Want to know how the Keystone XL will drive up climate emissions? Just ask the banks that are needed to fund dirty tar sands pipeline projects and they’ll tell you straight out: no KXL means no substantive development of the tar sands, one of the world’s largest pools of carbon and a sure-fire way to cook the planet.

Both TD Economics and CIBC have recently said that without added capacity, “Canada’s oil industry is facing a serious challenge to its long-term growth” and that “Canada needs pipe — and lots of it — to avoid the opportunity cost of stranding over a million barrels a day of potential crude oil growth.”

Remember that “Milkshake” scene in “There Will be Blood”–the one in which Daniel Day Lewis says “I drink your milkshake?” to a despondent Paul Dano? KXL would operate in a similar way. The KXL straw is so long and so big that it’s needed to start to drain the tar sands. Without that long straw, the banks warn, the tar sands crude would stay in the ground. If you care about species extinction, sea level rise, and leaving behind a planet for our kids that’s sort of the like the one we live on now, that’s a good thing. 

The tar sands have about half–half!–the carbon that we can burn if we are going to avoid runaway climate change. The banks say there are four options to expand the market reach of Canadian crude: out through Canada’s Western Coast, the U.S. Gulf Coast (KXL), Quebec, and Atlantic Canada.
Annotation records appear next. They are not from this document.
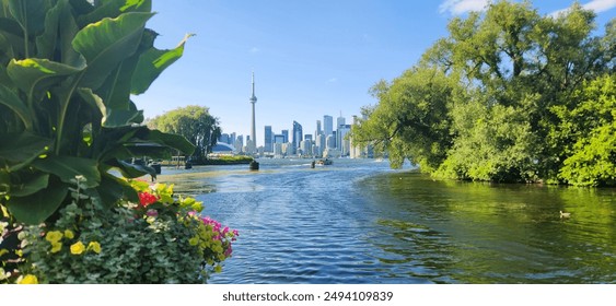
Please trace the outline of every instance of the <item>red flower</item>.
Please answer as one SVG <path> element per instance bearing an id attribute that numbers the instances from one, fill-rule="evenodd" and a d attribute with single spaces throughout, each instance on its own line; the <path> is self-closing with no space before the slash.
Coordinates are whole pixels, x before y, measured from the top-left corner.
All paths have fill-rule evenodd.
<path id="1" fill-rule="evenodd" d="M 139 202 L 142 208 L 148 207 L 151 203 L 154 203 L 159 200 L 156 196 L 149 193 L 149 192 L 139 192 Z"/>

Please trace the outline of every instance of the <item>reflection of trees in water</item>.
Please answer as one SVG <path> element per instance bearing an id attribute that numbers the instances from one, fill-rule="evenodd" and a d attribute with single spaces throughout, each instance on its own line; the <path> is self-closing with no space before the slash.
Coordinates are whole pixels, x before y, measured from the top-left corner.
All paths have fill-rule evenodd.
<path id="1" fill-rule="evenodd" d="M 462 283 L 615 279 L 614 190 L 439 181 L 411 173 L 361 185 L 383 212 L 384 237 L 372 242 L 385 251 L 380 260 L 410 264 L 406 273 Z M 572 216 L 561 220 L 559 210 Z"/>

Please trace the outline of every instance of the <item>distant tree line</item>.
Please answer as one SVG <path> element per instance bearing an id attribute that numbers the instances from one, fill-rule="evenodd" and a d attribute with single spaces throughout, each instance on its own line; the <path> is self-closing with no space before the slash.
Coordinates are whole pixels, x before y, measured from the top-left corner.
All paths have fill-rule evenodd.
<path id="1" fill-rule="evenodd" d="M 497 1 L 371 93 L 353 141 L 442 178 L 616 185 L 616 19 Z"/>
<path id="2" fill-rule="evenodd" d="M 185 137 L 197 148 L 190 156 L 195 164 L 205 163 L 221 134 L 218 118 L 210 115 L 208 107 L 195 105 L 156 116 L 148 121 L 148 127 Z"/>

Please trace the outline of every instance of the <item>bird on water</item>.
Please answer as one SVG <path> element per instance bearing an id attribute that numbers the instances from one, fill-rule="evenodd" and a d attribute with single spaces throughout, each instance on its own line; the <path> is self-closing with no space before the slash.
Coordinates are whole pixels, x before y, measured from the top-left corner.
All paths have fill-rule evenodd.
<path id="1" fill-rule="evenodd" d="M 570 212 L 562 212 L 560 211 L 560 217 L 570 217 L 571 213 Z"/>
But the industry knows that it faces huge opposition if it wants to go west or east, so it’s banking on the south.

That’s why Keystone XL is so important to the industry, and that’s why it needs to be stopped. The pundits and industry will tell you this oil is coming out one way or another. But the big banks don’t agree. So let’s listen to the banks, at least on this one, and leave it in the ground.